World Order

(by H Kissinger)

World Order is a knotty concept prone to interpretations of violent subjectivity.  On the one hand, we have the seers of doom, who see only a world in chaos and inevitable decline (e.g. Mark Steyn).  Farthest from this on the spectrum are the utopian promoters of one world governance (to whom one recommends an urgent reading of Thomas More).

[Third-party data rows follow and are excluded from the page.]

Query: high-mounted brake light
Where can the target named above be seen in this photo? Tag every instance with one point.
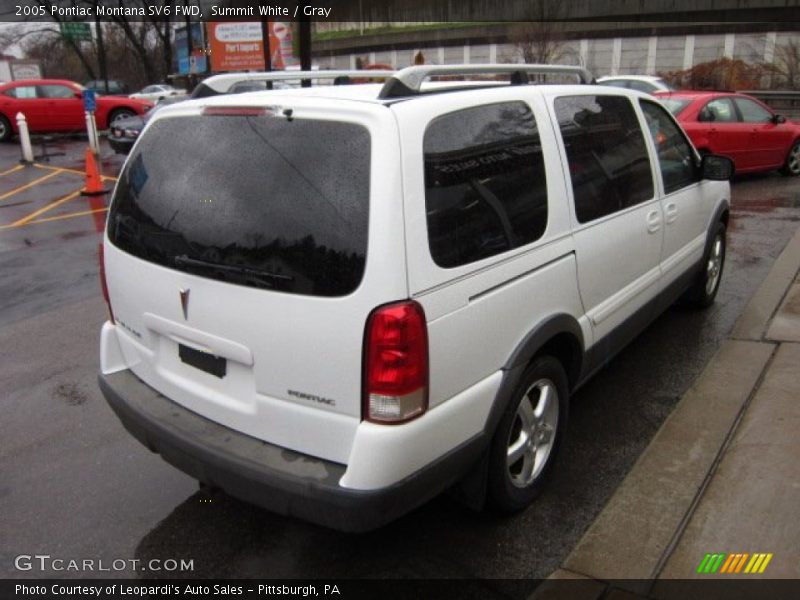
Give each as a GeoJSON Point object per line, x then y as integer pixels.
{"type": "Point", "coordinates": [236, 111]}
{"type": "Point", "coordinates": [396, 363]}
{"type": "Point", "coordinates": [103, 284]}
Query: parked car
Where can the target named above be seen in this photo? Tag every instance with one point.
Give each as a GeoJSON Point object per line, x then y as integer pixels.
{"type": "Point", "coordinates": [123, 132]}
{"type": "Point", "coordinates": [641, 83]}
{"type": "Point", "coordinates": [56, 105]}
{"type": "Point", "coordinates": [258, 340]}
{"type": "Point", "coordinates": [114, 87]}
{"type": "Point", "coordinates": [156, 93]}
{"type": "Point", "coordinates": [738, 126]}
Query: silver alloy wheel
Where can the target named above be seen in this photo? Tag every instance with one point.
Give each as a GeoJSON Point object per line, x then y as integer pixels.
{"type": "Point", "coordinates": [532, 434]}
{"type": "Point", "coordinates": [714, 265]}
{"type": "Point", "coordinates": [793, 161]}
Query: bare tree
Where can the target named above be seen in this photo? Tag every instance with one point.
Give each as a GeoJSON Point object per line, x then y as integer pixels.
{"type": "Point", "coordinates": [785, 68]}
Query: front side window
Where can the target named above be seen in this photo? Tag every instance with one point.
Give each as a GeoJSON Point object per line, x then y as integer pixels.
{"type": "Point", "coordinates": [22, 92]}
{"type": "Point", "coordinates": [56, 91]}
{"type": "Point", "coordinates": [485, 187]}
{"type": "Point", "coordinates": [719, 110]}
{"type": "Point", "coordinates": [752, 112]}
{"type": "Point", "coordinates": [608, 161]}
{"type": "Point", "coordinates": [675, 155]}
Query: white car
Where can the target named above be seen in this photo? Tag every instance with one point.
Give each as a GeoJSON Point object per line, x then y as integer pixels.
{"type": "Point", "coordinates": [154, 93]}
{"type": "Point", "coordinates": [641, 83]}
{"type": "Point", "coordinates": [338, 302]}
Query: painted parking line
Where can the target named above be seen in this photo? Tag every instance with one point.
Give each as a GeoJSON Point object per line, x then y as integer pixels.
{"type": "Point", "coordinates": [67, 216]}
{"type": "Point", "coordinates": [67, 170]}
{"type": "Point", "coordinates": [12, 170]}
{"type": "Point", "coordinates": [30, 184]}
{"type": "Point", "coordinates": [27, 219]}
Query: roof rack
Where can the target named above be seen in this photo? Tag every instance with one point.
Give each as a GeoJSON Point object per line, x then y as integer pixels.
{"type": "Point", "coordinates": [294, 75]}
{"type": "Point", "coordinates": [408, 81]}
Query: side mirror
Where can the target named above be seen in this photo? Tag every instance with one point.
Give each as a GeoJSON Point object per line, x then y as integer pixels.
{"type": "Point", "coordinates": [716, 168]}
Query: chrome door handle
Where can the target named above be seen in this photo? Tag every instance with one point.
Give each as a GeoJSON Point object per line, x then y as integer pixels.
{"type": "Point", "coordinates": [671, 212]}
{"type": "Point", "coordinates": [653, 221]}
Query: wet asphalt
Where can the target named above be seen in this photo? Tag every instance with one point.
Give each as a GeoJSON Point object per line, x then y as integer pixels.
{"type": "Point", "coordinates": [75, 485]}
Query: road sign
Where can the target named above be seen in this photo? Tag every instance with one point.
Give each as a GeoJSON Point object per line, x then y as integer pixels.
{"type": "Point", "coordinates": [76, 30]}
{"type": "Point", "coordinates": [89, 100]}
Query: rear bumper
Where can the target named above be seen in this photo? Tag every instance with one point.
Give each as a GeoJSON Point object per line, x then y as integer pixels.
{"type": "Point", "coordinates": [275, 478]}
{"type": "Point", "coordinates": [120, 145]}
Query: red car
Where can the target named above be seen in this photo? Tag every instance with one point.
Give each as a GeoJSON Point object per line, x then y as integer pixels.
{"type": "Point", "coordinates": [737, 126]}
{"type": "Point", "coordinates": [57, 105]}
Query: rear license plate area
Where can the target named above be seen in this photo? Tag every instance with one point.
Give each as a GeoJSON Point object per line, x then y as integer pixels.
{"type": "Point", "coordinates": [214, 365]}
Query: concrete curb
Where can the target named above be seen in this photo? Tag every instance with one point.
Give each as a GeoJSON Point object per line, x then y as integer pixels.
{"type": "Point", "coordinates": [637, 531]}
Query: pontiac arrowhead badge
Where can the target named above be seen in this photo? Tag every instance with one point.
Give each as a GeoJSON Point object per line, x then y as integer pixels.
{"type": "Point", "coordinates": [185, 303]}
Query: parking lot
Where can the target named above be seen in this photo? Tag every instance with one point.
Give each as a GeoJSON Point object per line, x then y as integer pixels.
{"type": "Point", "coordinates": [74, 484]}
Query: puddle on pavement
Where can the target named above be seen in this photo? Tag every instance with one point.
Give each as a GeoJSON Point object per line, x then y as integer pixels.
{"type": "Point", "coordinates": [769, 205]}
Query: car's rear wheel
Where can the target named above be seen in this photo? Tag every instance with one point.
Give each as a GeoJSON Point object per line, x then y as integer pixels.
{"type": "Point", "coordinates": [792, 166]}
{"type": "Point", "coordinates": [120, 113]}
{"type": "Point", "coordinates": [6, 132]}
{"type": "Point", "coordinates": [527, 439]}
{"type": "Point", "coordinates": [704, 289]}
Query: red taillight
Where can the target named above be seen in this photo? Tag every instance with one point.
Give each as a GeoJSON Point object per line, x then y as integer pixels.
{"type": "Point", "coordinates": [396, 363]}
{"type": "Point", "coordinates": [103, 284]}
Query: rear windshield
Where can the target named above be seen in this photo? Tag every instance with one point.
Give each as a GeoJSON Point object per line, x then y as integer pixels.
{"type": "Point", "coordinates": [262, 201]}
{"type": "Point", "coordinates": [675, 105]}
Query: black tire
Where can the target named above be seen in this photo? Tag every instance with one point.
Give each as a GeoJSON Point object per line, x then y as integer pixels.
{"type": "Point", "coordinates": [6, 132]}
{"type": "Point", "coordinates": [706, 285]}
{"type": "Point", "coordinates": [514, 484]}
{"type": "Point", "coordinates": [792, 165]}
{"type": "Point", "coordinates": [120, 113]}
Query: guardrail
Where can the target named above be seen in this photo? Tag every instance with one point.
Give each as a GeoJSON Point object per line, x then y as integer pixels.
{"type": "Point", "coordinates": [783, 102]}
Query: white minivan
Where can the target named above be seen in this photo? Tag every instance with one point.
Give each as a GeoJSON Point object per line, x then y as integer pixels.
{"type": "Point", "coordinates": [338, 302]}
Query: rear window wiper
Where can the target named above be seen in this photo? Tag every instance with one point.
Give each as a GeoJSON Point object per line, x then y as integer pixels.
{"type": "Point", "coordinates": [185, 261]}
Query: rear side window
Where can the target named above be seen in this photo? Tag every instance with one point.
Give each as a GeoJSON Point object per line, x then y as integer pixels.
{"type": "Point", "coordinates": [252, 200]}
{"type": "Point", "coordinates": [485, 187]}
{"type": "Point", "coordinates": [752, 112]}
{"type": "Point", "coordinates": [608, 161]}
{"type": "Point", "coordinates": [675, 155]}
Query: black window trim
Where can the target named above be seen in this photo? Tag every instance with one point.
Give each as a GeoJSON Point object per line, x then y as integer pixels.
{"type": "Point", "coordinates": [654, 150]}
{"type": "Point", "coordinates": [513, 252]}
{"type": "Point", "coordinates": [575, 223]}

Along the way are those who deprecate the notion of order at all, preach heterogeneity and the cult of small-as-beautiful, the barrackers of old powers, cultists for the new such as the revived Middle Kingdom or ISIS, or re-badged Marxists and reductionists.

H.A.K @ W.E.F.

H.A.K @ W.E.F.

And then there is Henry Alfred Kissinger.  Arch-pragmatist Henry receives either adulation or a right panning (the late Christopher Hitchens was a very vocal and unfair critic) and his construction of global architecture is, surely by definition, predicated on a rickety scaffold in Elysium.  Yet his world-weary, amoral, realpolitik review of this peopled globe is eloquent, elegant and engrossing, containing what is surely a great contextual truth: “Order and freedom, sometimes described as opposite poles on the spectrum of experience, should instead be understood as interdependent.”